A look at ftrace [LWN.net]

By Jake Edge
March 13, 2009

There are quite a variety of tracing options for Linux, with SystemTap being the most prominent, but that particular solution has yet to become easily usable, at least partly due to its many dependencies on user-space configuration and tools. Another choice, which originally came from work on realtime Linux, is ftrace. Ftrace is a self-contained solution, requiring no user-space tools or support, that is useful for tracking down problems—not only in the kernel, but in its interactions with user space as well.

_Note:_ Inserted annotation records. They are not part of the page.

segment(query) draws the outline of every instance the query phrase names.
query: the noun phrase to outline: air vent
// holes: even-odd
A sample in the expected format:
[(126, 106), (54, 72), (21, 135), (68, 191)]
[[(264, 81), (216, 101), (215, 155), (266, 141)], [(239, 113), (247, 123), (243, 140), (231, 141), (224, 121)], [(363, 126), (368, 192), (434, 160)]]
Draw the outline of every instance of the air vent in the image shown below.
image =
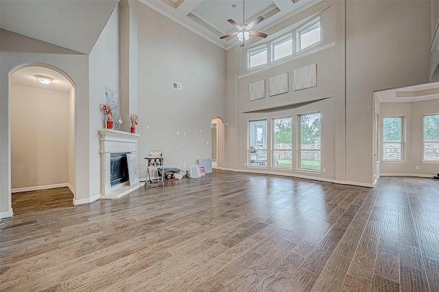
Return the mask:
[(181, 83), (172, 82), (172, 88), (177, 90), (181, 90)]

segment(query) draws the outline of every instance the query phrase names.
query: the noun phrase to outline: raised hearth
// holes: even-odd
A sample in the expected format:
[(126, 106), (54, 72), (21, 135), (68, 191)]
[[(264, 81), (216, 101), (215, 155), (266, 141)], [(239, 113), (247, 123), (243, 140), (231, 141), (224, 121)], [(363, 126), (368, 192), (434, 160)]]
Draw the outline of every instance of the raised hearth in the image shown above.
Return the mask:
[[(142, 183), (130, 186), (126, 181), (111, 186), (111, 155), (115, 153), (134, 153), (137, 155), (138, 134), (102, 128), (101, 137), (101, 196), (99, 199), (119, 199), (138, 189)], [(137, 159), (135, 159), (137, 163)]]

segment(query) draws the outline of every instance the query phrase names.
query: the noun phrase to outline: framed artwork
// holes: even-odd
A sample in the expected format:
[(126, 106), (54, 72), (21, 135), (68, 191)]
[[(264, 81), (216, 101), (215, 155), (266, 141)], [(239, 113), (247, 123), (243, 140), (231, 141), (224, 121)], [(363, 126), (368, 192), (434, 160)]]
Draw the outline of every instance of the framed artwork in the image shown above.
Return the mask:
[(288, 72), (270, 78), (270, 96), (288, 92)]
[(317, 86), (317, 64), (297, 69), (293, 72), (293, 90), (296, 91)]
[(250, 84), (250, 100), (256, 100), (265, 97), (265, 80)]

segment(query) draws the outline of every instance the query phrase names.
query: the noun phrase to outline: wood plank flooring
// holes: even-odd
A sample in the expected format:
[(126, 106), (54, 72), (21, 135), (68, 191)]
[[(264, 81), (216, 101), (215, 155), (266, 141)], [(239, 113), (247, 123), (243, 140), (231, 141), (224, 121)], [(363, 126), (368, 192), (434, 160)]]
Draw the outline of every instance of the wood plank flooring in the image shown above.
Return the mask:
[(80, 206), (38, 192), (1, 223), (1, 291), (439, 292), (439, 180), (215, 170)]

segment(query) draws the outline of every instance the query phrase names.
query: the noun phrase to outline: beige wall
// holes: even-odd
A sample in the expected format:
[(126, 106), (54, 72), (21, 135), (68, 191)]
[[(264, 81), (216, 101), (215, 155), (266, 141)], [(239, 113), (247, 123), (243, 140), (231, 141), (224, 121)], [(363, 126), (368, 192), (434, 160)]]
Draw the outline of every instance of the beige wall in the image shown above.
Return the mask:
[(180, 168), (211, 157), (211, 122), (225, 113), (226, 52), (145, 5), (137, 18), (139, 169), (145, 177), (143, 157), (153, 149), (163, 150), (167, 166)]
[(75, 194), (76, 166), (75, 149), (75, 89), (69, 92), (69, 187)]
[[(245, 69), (246, 49), (241, 54), (237, 48), (228, 50), (226, 168), (372, 186), (372, 93), (428, 82), (430, 9), (429, 1), (325, 1), (265, 32), (272, 36), (290, 26), (294, 36), (298, 26), (294, 23), (320, 15), (322, 39), (311, 54), (248, 72)], [(254, 45), (270, 41), (269, 36)], [(234, 67), (237, 62), (242, 65), (239, 69)], [(314, 63), (318, 68), (317, 87), (292, 91), (292, 71)], [(287, 71), (290, 74), (288, 93), (270, 98), (267, 89), (264, 100), (248, 100), (250, 83), (265, 79), (268, 87), (270, 77)], [(297, 102), (324, 98), (329, 98), (290, 109)], [(283, 108), (263, 112), (274, 106)], [(261, 113), (246, 113), (254, 111)], [(314, 111), (322, 113), (322, 168), (326, 172), (296, 170), (298, 161), (294, 158), (289, 170), (244, 166), (249, 120), (270, 122), (274, 117), (292, 115), (297, 125), (298, 115)], [(295, 129), (294, 137), (298, 133)], [(233, 153), (236, 150), (237, 154), (229, 154), (228, 150)]]
[(69, 181), (69, 94), (11, 85), (11, 187)]
[[(423, 164), (423, 117), (439, 113), (439, 99), (414, 102), (381, 102), (381, 122), (385, 117), (404, 117), (405, 122), (405, 161), (385, 162), (382, 160), (383, 145), (380, 145), (381, 175), (418, 175), (433, 177), (439, 172), (438, 164)], [(380, 128), (383, 141), (383, 128)], [(416, 166), (419, 169), (416, 169)]]

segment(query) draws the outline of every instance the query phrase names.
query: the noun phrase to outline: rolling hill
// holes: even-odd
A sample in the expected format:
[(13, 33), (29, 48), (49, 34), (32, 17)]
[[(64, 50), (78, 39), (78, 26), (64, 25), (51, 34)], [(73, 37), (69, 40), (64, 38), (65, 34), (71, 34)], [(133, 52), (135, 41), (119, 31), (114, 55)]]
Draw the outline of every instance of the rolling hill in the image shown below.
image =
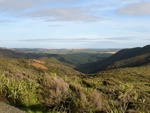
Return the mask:
[(104, 60), (80, 65), (76, 70), (85, 73), (95, 73), (106, 69), (142, 66), (149, 63), (150, 45), (147, 45), (145, 47), (120, 50)]
[(149, 113), (149, 50), (124, 49), (84, 64), (93, 74), (74, 70), (72, 64), (81, 59), (71, 60), (72, 54), (64, 61), (48, 54), (1, 52), (17, 56), (0, 58), (0, 101), (26, 113)]

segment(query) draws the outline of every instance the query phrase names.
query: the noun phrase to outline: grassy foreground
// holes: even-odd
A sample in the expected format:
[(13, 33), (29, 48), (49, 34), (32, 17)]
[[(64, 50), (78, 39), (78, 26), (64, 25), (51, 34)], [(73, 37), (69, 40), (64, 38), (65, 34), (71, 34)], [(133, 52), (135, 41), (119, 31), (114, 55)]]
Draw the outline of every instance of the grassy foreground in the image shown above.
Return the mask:
[(98, 74), (0, 75), (0, 100), (27, 113), (149, 113), (150, 66)]

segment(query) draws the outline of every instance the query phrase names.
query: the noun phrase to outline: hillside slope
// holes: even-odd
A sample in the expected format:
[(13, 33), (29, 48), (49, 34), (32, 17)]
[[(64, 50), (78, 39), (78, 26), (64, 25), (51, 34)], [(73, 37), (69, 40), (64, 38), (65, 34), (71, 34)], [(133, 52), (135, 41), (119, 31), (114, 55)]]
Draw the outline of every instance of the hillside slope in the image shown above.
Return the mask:
[(123, 49), (99, 62), (80, 65), (77, 70), (95, 73), (101, 70), (121, 67), (142, 66), (150, 63), (150, 45), (132, 49)]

The name ftrace comes from "function tracer", which was its original purpose, but it can do more than that. Various additional tracers have been added to look at things like context switches, how long interrupts are disabled, how long it takes for high-priority tasks to run after they have been woken up, and so on. Its genesis in the realtime tree is evident in the tracers so far available, but ftrace also includes a plugin framework that allows new tracers to be added easily.

In a suitably configured kernel—one with CONFIG_FUNCTION_TRACER enabled—accessing ftrace is done through the debug filesystem. Typically, it is mounted this way:

    # mount -t debugfs nodev /debug

That creates a /debug/tracing subdirectory which is used to control ftrace and for getting output from the tool.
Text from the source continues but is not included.